Reconstructed scalp model and process for screening active molecules

Abstract

The invention relates to a reconstructed scalp model, to the process for preparing it and to its use for evaluating the effect of cosmetic, pharmaceutical or dermatological topical products. The reconstructed scalp according to the invention may also be used for the preparation of the grafts intended for treating cutaneous scalp disorders.

Claims

1. A process for preparing a scalp equivalent, the process comprising seeding and culturing interfollicular scalp keratinocytes on a dermal equivalent, wherein the dermal equivalent comprises collagen and interfollicular scalp fibroblasts, wherein the interfollicular scalp keratinocytes are obtained from a scalp sample from which keratinocytes of an outer epithelial sheath have been removed beforehand.

2. The process of claim 1, wherein the dermal equivalent is a contracted collagen lattice and the seeding with keratinocytes is performed after 2 to 5 days of contraction of the lattice.

3. The process of claim 1, wherein the interfollicular scalp fibroblasts and keratinocytes are isolated, respectively, from dermis and epidermis obtained from a scalp sample.

4. The process of claim 1, wherein the interfollicular scalp keratinocytes are obtained by: separating the scalp dermis from the epidermis by proteolytic treatment of the scalp sample, recovering the scalp epidermis, placing the recovered scalp epidermis in contact with trypsin, recovering the interfollicular scalp keratinocytes, and culturing the recovered keratinocytes.

5. The process of claim 4, wherein the keratinocyte culture is a coculture with fibroblasts treated beforehand with mitomycin or irradiated or a culture on a culture medium supplemented with fibronectin or with collagen.

6. The process of claim 1, wherein the interfollicular scalp fibroblasts are obtained by: separating the scalp dermis from the epidermis by proteolytic treatment of the scalp sample, recovering the scalp dermis, placing the recovered scalp dermis in contact with collagenase, trypsin, or both collagenase and trypsin, recovering the interfollicular scalp fibroblasts, and culturing the recovered fibroblasts.

7. The process of claim 2, wherein the contracted dermal equivalent seeded with the interfollicular scalp keratinocytes is cultured for 5 to 7days by immersion in a culture medium followed by emersion for 5 to 7 days on a suitable support.

8. The process of claim 2, further comprising implanting hair fibroblasts selected from the group consisting of fibroblasts of the dermal papilla, fibroblasts of the connective sheath, whole dermal papillae, connective sheaths, and fractions of connective sheaths into the dermal equivalent that has contracted or that is in the course of contraction.

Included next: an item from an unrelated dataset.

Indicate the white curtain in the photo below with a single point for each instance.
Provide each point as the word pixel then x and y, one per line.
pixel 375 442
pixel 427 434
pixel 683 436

9. The process of claim 1, wherein the collagen is a type I fibrillar collagen, a type II fibrillar collagen or a type III fibrillar collagen.

10. The process of claim 1, wherein the collagen is a type I fibrillar collagen.

Description

EXAMPLE 1

Preparation of a Scalp Model

(1) Interfollicular scalp keratinocytes and fibroblasts are isolated from scalp samples collected during a face-lift (and thus obtained from relatively mature women) or from scalp samples obtained from relatively young men.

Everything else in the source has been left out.